Musim 2024/2025 menjadi babak terkelam dalam perjalanan panjang PSIS Semarang, klub yang telah berdiri sejak tahun 1932 dan menjadi kebanggaan masyarakat Jawa Tengah. Harapan yang sempat membubung tinggi di awal musim harus runtuh begitu saja seiring dengan hasil demi hasil yang mengecewakan. Pada akhir musim, PSIS dipastikan terdegradasi ke Liga 2 setelah finis di posisi ke-16 klasemen, menandai kejatuhan yang menyakitkan bagi klub berjuluk Mahesa Jenar ini.
Memasuki awal musim, PSIS Semarang sebenarnya tidak menunjukkan tanda-tanda akan mengalami krisis. Tim diperkuat beberapa pemain baru yang digadang-gadang akan membawa angin segar. Para pendukung menyambut musim dengan optimisme tinggi, terutama setelah klub berhasil menyelesaikan renovasi Stadion Jatidiri dan kembali bermain di kandang sendiri.
Namun, harapan hanya bertahan hingga separuh musim. Meskipun sempat meraih kemenangan penting atas tim papan tengah, performa PSIS mulai tidak stabil sejak pekan ke-10. Serangkaian hasil imbang dan kekalahan perlahan menurunkan posisi tim di klasemen. Bahkan ketika menghadapi lawan yang secara kertas berada di bawah mereka, PSIS kerap gagal tampil dominan.
Permasalahan Internal yang Membusuk
Salah satu alasan utama kejatuhan PSIS adalah konflik internal yang tak kunjung selesai. Ketegangan antara manajemen klub dan kelompok suporter mulai mencuat sejak pertengahan musim. Suporter menuntut transparansi dan perubahan dalam struktur klub, khususnya terkait keputusan-keputusan teknis yang dianggap merugikan tim. Beberapa laga bahkan sempat digelar tanpa kehadiran suporter akibat boikot, membuat suasana di stadion menjadi dingin dan tidak lagi intimidatif bagi lawan.
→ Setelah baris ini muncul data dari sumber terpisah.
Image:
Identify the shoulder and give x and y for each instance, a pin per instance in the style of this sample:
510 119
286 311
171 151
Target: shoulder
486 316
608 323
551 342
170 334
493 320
Di ruang ganti, suasana pun tak kalah panas. Hubungan antara beberapa pemain senior dan staf pelatih dikabarkan memburuk, menyulitkan proses adaptasi dan strategi tim. Tidak adanya sosok pemimpin kuat di lapangan juga membuat PSIS kerap kehilangan arah ketika tertinggal. Rasa percaya diri pemain memudar seiring menumpuknya tekanan dari berbagai pihak.
Buruknya Performa Pemain Asing dan Strategi Tak Maksimal
Ekspektasi tinggi yang diberikan kepada pemain asing justru menjadi bumerang. Pemain depan yang diharapkan mencetak banyak gol justru tumpul sepanjang musim. Gelandang asing yang dikontrak sebagai kreator serangan justru lebih sering tampil pasif, tidak mampu memberi kontribusi signifikan. Sementara lini belakang kerap membuat kesalahan elementer yang berujung pada kebobolan.
Strategi pelatih juga kerap berubah-ubah, mulai dari skema bertahan total hingga menyerang total tanpa transisi yang mulus. Alih-alih membuat lawan kesulitan, skema ini justru membuat PSIS mudah dieksploitasi. Lawan sering memanfaatkan celah di lini tengah dan bek sayap yang naik terlalu tinggi.
Kondisi Fisik dan Cedera yang Mengganggu
Masalah cedera juga menjadi momok bagi PSIS musim ini. Beberapa pemain kunci mengalami cedera panjang, dan kedalaman skuad yang minim membuat rotasi sulit dilakukan. Akibatnya, performa tim cenderung menurun di paruh kedua musim. Pemain terlihat kelelahan dan kehilangan fokus, terutama di menit-menit akhir pertandingan di mana PSIS kerap kebobolan.